In our benchmarks, NGINX App Protect WAF outperformed all three cloud products at all tested attack rates. NGINX App Protect WAF produced lower latency at the 99th percentile at 500 tps, where either 5% or 10% of requests were blocked as script injection attacks. For example, NGINX App Protect WAF produced 10x lower latency than AWS WAF at 500 tps on the 5% bad request test at the 99th percentile. Also, NGINX App Protect WAF produced 120x lower latency than Azure WAF and 60x lower latency than Cloudflare WAF at the same rates. Since AWS WAF, Azure WAF, and Cloudflare WAF are fully managed, we do not know what underlying compute resources are working behind the scenes, which makes an apples-to-apples performance comparison difficult. Keep in mind, latency differences were minimal until the 90th percentile, with a significant difference witnessed at the 99th percentile and above. Also, proximity can impact network latency, although we made efforts to ensure our WAF, back-end API, and attack resources were all in the same availability zones.
For NGINX App Protect WAF, we used a single small 2 CPU and 5.25GB of RAM AWS EC2 instance; we captured the maximum transaction throughput achieved with 100% success (no 5xx or 429 errors) and less than 30ms maximum latency. NGINX App Protect WAF achieved about 19,000 requests per second (rps), compared to only 2,000 rps for Azure WAF, 6,000 rps for AWS WAF, and 14,000 rps for Cloudflare WAF.
Testing hardware and software in the cloud is challenging. Configurations may favor one vendor over another in feature availability, virtual machine processor generations, memory amounts, optimal input/output storage configurations, network latencies, software and operating system versions, and the workload itself. Even more challenging is testing the fully managed, as-a-service offerings where the underlying configurations (processing power, memory, networking, and the like) are unknown. Our testing represents a narrow slice of potential configurations and workloads.

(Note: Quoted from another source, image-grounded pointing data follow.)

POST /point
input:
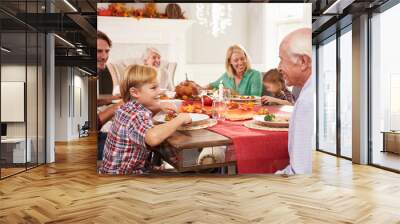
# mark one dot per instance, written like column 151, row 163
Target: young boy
column 275, row 84
column 132, row 132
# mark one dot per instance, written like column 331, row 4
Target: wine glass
column 203, row 92
column 219, row 109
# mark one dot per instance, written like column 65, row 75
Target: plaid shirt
column 286, row 95
column 125, row 151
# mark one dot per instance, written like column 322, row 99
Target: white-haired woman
column 152, row 57
column 239, row 76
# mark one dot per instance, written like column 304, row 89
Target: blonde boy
column 126, row 149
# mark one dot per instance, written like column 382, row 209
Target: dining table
column 247, row 150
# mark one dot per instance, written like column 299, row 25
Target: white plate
column 247, row 99
column 177, row 102
column 280, row 122
column 160, row 117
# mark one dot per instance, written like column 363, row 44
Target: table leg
column 231, row 169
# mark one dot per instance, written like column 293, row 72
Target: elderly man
column 106, row 109
column 295, row 54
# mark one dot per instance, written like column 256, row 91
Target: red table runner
column 256, row 151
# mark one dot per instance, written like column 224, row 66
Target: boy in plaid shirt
column 275, row 85
column 126, row 148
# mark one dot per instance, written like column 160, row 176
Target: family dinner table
column 247, row 150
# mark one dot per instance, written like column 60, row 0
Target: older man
column 295, row 54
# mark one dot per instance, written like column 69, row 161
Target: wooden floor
column 387, row 159
column 69, row 191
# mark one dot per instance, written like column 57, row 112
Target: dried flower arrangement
column 172, row 11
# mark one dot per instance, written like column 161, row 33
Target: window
column 385, row 88
column 346, row 75
column 327, row 96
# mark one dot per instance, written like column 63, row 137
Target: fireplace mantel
column 144, row 30
column 131, row 35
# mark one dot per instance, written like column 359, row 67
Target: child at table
column 132, row 133
column 275, row 84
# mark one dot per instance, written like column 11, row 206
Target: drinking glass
column 219, row 109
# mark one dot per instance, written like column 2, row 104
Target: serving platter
column 278, row 122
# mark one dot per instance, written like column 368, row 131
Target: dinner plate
column 177, row 102
column 196, row 118
column 247, row 98
column 280, row 122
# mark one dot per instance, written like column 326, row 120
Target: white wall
column 258, row 27
column 69, row 82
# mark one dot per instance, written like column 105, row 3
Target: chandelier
column 215, row 16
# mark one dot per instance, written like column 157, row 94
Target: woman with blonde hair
column 239, row 76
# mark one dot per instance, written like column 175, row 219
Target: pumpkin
column 173, row 11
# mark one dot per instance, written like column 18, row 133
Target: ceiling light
column 70, row 5
column 5, row 50
column 338, row 6
column 65, row 41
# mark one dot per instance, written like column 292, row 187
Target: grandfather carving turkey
column 187, row 89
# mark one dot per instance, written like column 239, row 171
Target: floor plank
column 69, row 191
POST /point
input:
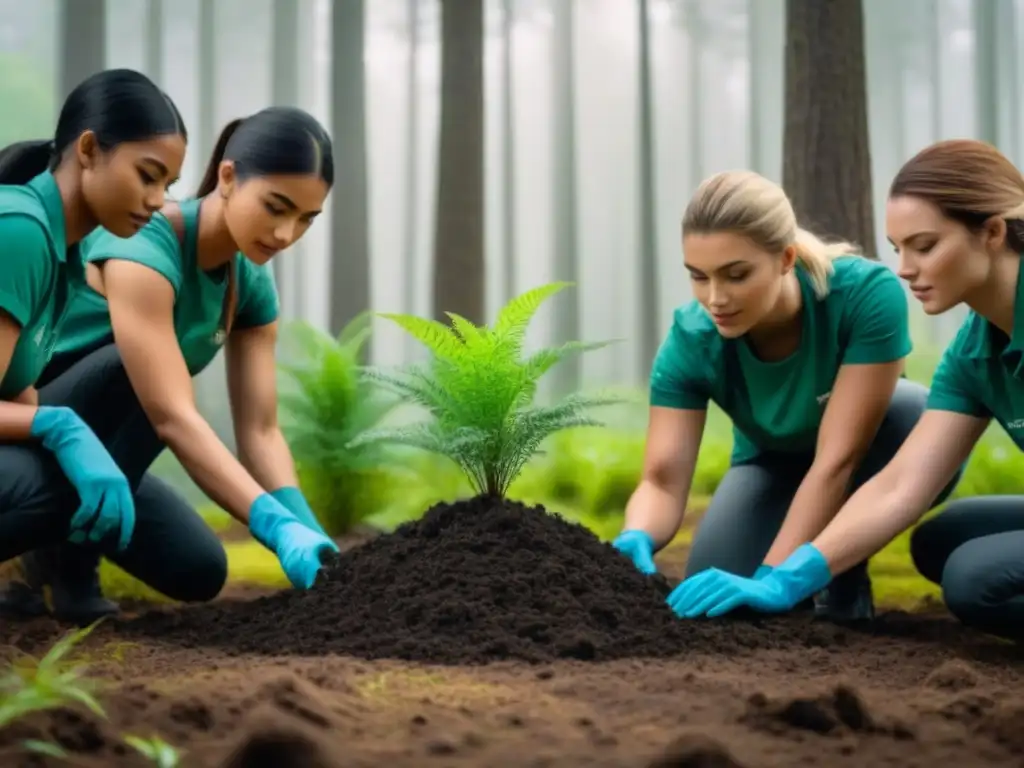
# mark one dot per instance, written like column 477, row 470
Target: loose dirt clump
column 472, row 582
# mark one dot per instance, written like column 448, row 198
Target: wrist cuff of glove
column 49, row 421
column 806, row 570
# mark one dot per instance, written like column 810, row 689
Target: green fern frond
column 436, row 337
column 479, row 392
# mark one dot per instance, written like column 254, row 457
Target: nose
column 905, row 269
column 285, row 232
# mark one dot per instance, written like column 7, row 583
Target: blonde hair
column 747, row 204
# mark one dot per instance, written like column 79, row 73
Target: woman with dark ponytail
column 197, row 279
column 119, row 143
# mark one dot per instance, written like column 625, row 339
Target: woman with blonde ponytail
column 955, row 217
column 802, row 343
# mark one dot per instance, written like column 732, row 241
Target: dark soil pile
column 472, row 582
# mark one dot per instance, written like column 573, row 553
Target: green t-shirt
column 38, row 276
column 982, row 372
column 199, row 295
column 777, row 407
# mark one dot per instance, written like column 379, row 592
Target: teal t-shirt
column 39, row 275
column 776, row 407
column 981, row 373
column 200, row 296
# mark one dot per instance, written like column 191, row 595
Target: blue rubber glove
column 107, row 507
column 296, row 504
column 715, row 593
column 639, row 547
column 299, row 549
column 762, row 571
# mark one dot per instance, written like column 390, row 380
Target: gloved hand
column 107, row 504
column 639, row 547
column 715, row 592
column 300, row 550
column 296, row 504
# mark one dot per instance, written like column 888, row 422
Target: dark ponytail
column 118, row 105
column 22, row 162
column 209, row 182
column 278, row 140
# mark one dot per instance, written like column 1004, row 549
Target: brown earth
column 907, row 691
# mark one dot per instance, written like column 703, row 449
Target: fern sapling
column 479, row 389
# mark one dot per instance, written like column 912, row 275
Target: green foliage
column 328, row 402
column 156, row 750
column 479, row 390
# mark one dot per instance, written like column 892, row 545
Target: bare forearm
column 266, row 456
column 217, row 472
column 875, row 515
column 817, row 500
column 15, row 421
column 656, row 511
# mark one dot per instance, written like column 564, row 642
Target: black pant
column 172, row 549
column 752, row 501
column 974, row 549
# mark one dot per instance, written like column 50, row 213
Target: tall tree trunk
column 349, row 205
column 508, row 150
column 649, row 332
column 83, row 42
column 566, row 376
column 826, row 167
column 459, row 244
column 411, row 233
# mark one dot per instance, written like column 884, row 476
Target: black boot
column 77, row 596
column 848, row 598
column 61, row 581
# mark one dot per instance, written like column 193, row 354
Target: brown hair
column 748, row 204
column 969, row 181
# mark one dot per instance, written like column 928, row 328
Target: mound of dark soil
column 472, row 582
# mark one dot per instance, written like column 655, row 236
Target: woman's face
column 124, row 186
column 736, row 282
column 267, row 214
column 940, row 258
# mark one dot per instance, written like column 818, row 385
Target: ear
column 87, row 150
column 788, row 259
column 993, row 232
column 225, row 177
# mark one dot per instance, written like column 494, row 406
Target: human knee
column 965, row 582
column 201, row 577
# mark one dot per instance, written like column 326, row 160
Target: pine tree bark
column 459, row 237
column 826, row 166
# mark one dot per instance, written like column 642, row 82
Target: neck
column 215, row 246
column 994, row 299
column 79, row 221
column 783, row 318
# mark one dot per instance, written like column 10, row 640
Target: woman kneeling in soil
column 955, row 216
column 802, row 344
column 119, row 141
column 164, row 302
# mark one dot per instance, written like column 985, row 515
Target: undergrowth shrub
column 327, row 401
column 478, row 389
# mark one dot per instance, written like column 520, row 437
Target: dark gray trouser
column 751, row 503
column 172, row 550
column 974, row 549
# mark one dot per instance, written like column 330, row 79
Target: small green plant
column 479, row 390
column 328, row 401
column 156, row 750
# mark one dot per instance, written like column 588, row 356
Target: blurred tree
column 349, row 199
column 826, row 167
column 459, row 244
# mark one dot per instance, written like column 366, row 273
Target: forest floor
column 220, row 685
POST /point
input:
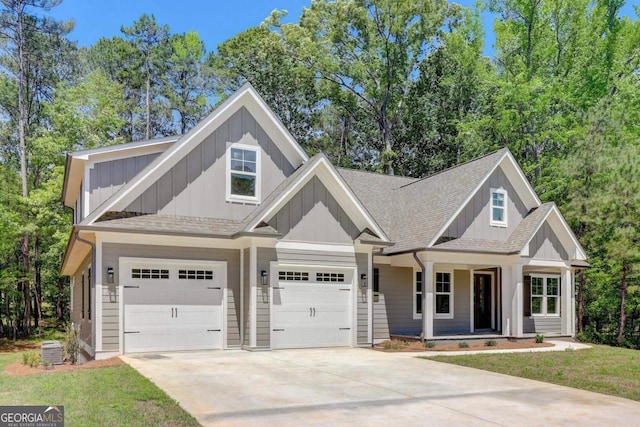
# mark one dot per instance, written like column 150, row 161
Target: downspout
column 93, row 269
column 424, row 293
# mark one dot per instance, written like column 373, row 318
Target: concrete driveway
column 354, row 387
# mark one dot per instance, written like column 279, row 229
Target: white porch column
column 253, row 295
column 506, row 294
column 566, row 297
column 517, row 299
column 428, row 300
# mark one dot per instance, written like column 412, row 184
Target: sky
column 214, row 20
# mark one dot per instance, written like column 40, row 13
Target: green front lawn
column 114, row 396
column 602, row 369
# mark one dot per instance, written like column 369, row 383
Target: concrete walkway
column 354, row 387
column 557, row 346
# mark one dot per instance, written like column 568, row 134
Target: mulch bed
column 18, row 369
column 411, row 346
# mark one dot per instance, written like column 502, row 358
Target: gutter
column 424, row 293
column 93, row 256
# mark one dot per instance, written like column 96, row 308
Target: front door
column 482, row 301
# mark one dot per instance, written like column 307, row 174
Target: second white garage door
column 312, row 308
column 173, row 306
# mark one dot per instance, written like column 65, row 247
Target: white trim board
column 517, row 179
column 326, row 173
column 245, row 97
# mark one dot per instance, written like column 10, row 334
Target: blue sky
column 214, row 20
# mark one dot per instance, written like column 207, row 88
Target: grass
column 603, row 369
column 114, row 396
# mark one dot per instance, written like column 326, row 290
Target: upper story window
column 498, row 207
column 545, row 295
column 243, row 173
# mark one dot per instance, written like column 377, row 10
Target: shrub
column 31, row 359
column 72, row 346
column 583, row 337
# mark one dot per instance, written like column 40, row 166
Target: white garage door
column 312, row 308
column 173, row 306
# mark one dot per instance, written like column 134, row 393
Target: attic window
column 498, row 207
column 243, row 173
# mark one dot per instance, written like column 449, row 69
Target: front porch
column 515, row 298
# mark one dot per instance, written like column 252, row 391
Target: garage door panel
column 311, row 314
column 147, row 317
column 199, row 294
column 197, row 339
column 182, row 310
column 203, row 316
column 150, row 293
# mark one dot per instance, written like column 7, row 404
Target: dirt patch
column 408, row 346
column 18, row 369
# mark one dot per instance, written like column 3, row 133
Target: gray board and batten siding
column 195, row 186
column 546, row 245
column 263, row 305
column 393, row 312
column 314, row 215
column 111, row 254
column 474, row 220
column 80, row 291
column 362, row 305
column 246, row 288
column 105, row 178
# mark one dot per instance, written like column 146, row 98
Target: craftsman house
column 231, row 236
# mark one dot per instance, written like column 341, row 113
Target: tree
column 451, row 85
column 185, row 86
column 259, row 56
column 20, row 27
column 119, row 60
column 372, row 50
column 151, row 41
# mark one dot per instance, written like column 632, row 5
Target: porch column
column 253, row 294
column 506, row 294
column 427, row 300
column 517, row 299
column 566, row 296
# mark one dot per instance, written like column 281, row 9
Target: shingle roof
column 277, row 192
column 413, row 211
column 529, row 225
column 177, row 225
column 475, row 245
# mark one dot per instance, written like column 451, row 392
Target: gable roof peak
column 498, row 153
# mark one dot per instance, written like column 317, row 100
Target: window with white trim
column 545, row 295
column 443, row 295
column 149, row 273
column 417, row 295
column 498, row 207
column 243, row 174
column 294, row 276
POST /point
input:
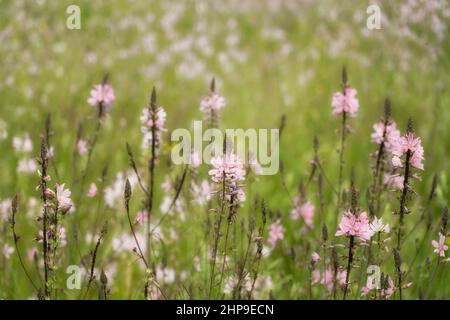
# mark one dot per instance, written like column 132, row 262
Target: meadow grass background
column 269, row 58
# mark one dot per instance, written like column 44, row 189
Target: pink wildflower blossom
column 345, row 102
column 212, row 102
column 305, row 211
column 230, row 170
column 63, row 197
column 7, row 251
column 440, row 247
column 82, row 147
column 92, row 190
column 102, row 94
column 150, row 119
column 276, row 233
column 408, row 142
column 394, row 181
column 315, row 258
column 354, row 225
column 390, row 138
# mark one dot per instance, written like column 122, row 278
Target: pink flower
column 153, row 119
column 276, row 232
column 327, row 279
column 7, row 251
column 315, row 257
column 395, row 181
column 305, row 211
column 201, row 193
column 408, row 142
column 63, row 197
column 440, row 247
column 389, row 291
column 82, row 147
column 391, row 136
column 228, row 167
column 354, row 225
column 212, row 102
column 345, row 102
column 102, row 94
column 377, row 226
column 92, row 190
column 141, row 217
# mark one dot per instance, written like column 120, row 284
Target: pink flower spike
column 92, row 190
column 440, row 247
column 102, row 94
column 276, row 233
column 354, row 225
column 82, row 147
column 345, row 102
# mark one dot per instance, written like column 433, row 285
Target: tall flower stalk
column 153, row 119
column 410, row 148
column 345, row 104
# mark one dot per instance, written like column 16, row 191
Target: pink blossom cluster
column 276, row 233
column 304, row 211
column 102, row 94
column 356, row 225
column 153, row 119
column 408, row 142
column 345, row 101
column 439, row 246
column 389, row 138
column 327, row 279
column 212, row 102
column 229, row 169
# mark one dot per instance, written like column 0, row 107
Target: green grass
column 40, row 55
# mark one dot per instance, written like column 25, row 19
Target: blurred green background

As the report’s sponsor, NGINX opted for a default NGINX installation and API gateway configuration out of the box—the solution was not tuned or altered for performance. The three fully managed cloud security mechanisms were used “as-is” since, being fully managed, we have no access, visibility, or control over their infrastructure.
We leave the issue of fairness for the reader to determine. We strongly encourage you to look past marketing messages and discern for yourself what is of value. We hope this report is informative and helpful in uncovering some challenges and nuances of security architecture selection.
We have provided enough information in the report for anyone to reproduce this test. You are encouraged to compile your own representative workloads and test compatible configurations applicable to your requirements.